Controlling the nanotoxicity of polyelectrolyte-functionalized titania nanoparticles

Conference Dates

April 3-7, 2016


This study gives important insights of the various factors controlling the nanotoxicity of titania nanoparticles (TiO2NPs). We studied the nanotoxicity of TiO2NPs of various hydrodynamic diameters and crystallite sizes on C. Reinhardtii (microalgae) and S. cerevisiae (yeast) upon illumination with UV/visible light [1]. The cell viability was assessed for a range of nanoparticle concentrations and incubation times. Bare TiO2NPs affect the microalgae viability at much lower particle concentrations than for yeast. We also found an increased nanotoxicity upon illumination with visible light which indicates that they may also interfere with the microalgae photosynthetic system leading to decreased chlorophyll content upon exposure to TiO2NPs. The results indicate that the larger the hydrodynamic diameter of the TiO2NPs the lower is their nanotoxicity, with anatase TiO2NPs generally being more cytotoxic than rutile TiO2NPs. We also prepared a range of polyelectrolyte-coated TiO2NPs using the layer by-layer method and studied their nanotoxicity on yeast and microalgae. The toxicity of the coated TiO2NPs alternates with their surface charge. TiO2NPs coated with cationic polyelectrolyte as an outer layer exhibit much higher nanotoxicity than the ones with an outer layer of anionic polyelectrolyte. TEM images of sectioned microalgae and yeast cells exposed to different polyelectrolyte-coated TiO2NPs confirmed the formation of a significant build-up of nanoparticles on the cell surface for bare- and cationic polyelectrolyte-coated TiO2NPs.
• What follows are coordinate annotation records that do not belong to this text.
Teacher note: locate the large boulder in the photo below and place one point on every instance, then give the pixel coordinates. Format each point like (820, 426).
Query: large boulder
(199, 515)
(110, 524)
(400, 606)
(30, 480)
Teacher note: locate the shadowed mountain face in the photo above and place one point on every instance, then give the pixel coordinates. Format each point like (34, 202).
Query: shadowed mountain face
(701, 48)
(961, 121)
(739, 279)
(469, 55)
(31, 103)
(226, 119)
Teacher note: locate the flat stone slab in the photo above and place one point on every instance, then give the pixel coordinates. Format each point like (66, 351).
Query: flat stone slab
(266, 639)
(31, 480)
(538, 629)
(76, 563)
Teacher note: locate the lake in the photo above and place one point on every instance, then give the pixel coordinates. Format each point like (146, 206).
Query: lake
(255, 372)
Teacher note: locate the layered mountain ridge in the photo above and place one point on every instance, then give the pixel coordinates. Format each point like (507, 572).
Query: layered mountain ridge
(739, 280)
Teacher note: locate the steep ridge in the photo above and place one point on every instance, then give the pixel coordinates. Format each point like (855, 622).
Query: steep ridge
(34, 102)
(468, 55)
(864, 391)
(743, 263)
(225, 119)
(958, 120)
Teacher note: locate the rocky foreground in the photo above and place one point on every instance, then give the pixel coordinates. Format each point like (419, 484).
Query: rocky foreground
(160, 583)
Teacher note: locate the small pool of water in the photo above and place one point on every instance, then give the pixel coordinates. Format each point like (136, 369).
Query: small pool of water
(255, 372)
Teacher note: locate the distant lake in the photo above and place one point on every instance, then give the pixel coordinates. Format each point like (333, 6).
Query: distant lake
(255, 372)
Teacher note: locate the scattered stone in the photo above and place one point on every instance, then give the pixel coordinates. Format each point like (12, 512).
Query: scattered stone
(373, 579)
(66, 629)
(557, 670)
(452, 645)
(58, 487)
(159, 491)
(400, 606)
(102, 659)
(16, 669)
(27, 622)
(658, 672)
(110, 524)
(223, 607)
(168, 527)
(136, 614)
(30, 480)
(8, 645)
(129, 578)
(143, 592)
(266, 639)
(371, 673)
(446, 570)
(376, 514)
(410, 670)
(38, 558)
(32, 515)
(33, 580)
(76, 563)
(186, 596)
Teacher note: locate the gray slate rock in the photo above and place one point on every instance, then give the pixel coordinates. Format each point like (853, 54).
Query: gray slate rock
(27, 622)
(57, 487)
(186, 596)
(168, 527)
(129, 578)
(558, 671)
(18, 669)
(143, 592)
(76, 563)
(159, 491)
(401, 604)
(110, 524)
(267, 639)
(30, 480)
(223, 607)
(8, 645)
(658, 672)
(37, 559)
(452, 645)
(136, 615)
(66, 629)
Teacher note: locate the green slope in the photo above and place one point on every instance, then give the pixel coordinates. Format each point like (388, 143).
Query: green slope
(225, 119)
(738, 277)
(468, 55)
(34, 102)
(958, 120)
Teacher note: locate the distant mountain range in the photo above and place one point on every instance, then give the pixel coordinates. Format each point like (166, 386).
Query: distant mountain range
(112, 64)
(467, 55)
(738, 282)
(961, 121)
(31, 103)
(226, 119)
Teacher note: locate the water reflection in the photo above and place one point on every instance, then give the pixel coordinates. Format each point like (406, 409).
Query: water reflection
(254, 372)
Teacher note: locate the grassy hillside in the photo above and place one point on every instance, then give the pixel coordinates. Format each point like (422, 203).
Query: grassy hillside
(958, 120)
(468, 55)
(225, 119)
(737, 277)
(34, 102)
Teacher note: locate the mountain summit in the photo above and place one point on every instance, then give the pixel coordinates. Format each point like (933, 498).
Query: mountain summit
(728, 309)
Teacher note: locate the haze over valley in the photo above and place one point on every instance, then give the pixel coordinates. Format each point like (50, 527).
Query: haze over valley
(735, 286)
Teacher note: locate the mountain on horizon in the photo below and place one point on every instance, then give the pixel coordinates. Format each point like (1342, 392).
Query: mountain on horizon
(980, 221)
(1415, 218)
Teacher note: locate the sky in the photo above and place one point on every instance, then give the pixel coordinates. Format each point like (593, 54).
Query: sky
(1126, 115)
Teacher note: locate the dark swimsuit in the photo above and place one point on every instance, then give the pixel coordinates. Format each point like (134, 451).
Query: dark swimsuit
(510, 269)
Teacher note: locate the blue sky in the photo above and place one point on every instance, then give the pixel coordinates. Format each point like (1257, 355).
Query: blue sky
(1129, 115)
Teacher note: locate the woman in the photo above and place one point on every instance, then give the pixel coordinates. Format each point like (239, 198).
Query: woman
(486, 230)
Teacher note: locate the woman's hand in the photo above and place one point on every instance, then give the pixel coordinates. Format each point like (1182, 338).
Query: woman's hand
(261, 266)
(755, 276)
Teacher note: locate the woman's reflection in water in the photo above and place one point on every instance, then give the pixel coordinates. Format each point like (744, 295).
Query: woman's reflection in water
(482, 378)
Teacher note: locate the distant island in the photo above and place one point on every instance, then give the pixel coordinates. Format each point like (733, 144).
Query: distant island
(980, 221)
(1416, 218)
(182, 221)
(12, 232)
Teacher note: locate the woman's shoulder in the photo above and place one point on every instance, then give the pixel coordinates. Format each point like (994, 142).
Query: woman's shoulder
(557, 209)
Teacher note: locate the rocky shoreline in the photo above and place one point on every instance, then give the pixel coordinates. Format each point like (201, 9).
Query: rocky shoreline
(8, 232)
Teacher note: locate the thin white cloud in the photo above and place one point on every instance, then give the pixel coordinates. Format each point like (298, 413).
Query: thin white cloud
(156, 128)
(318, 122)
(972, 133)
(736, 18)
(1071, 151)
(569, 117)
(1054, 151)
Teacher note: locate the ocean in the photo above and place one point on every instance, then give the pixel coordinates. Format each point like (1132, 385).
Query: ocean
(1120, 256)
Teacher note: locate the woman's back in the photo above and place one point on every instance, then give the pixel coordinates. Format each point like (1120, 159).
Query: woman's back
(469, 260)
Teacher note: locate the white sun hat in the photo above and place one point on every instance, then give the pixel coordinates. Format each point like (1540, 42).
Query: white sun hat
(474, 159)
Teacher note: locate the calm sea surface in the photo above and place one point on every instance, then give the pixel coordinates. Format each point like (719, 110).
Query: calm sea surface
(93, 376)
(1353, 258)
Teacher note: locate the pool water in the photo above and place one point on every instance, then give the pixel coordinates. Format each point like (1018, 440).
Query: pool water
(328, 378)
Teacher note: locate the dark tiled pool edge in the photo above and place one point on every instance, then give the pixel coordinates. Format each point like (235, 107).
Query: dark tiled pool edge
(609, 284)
The effect is coming from the increased adhesion of cationic nanoparticles to the cell walls. Significantly, coating the TiO2NPs with an anionic polyelectrolyte as an outer layer led to a reduced adhesion and much lower nanotoxicity due to electrostatic repulsion with the cell walls. This suggest a new way of making the TiO2NPs potentially safer for use in different formulations by pre-coating them with anionic polyelectrolytes.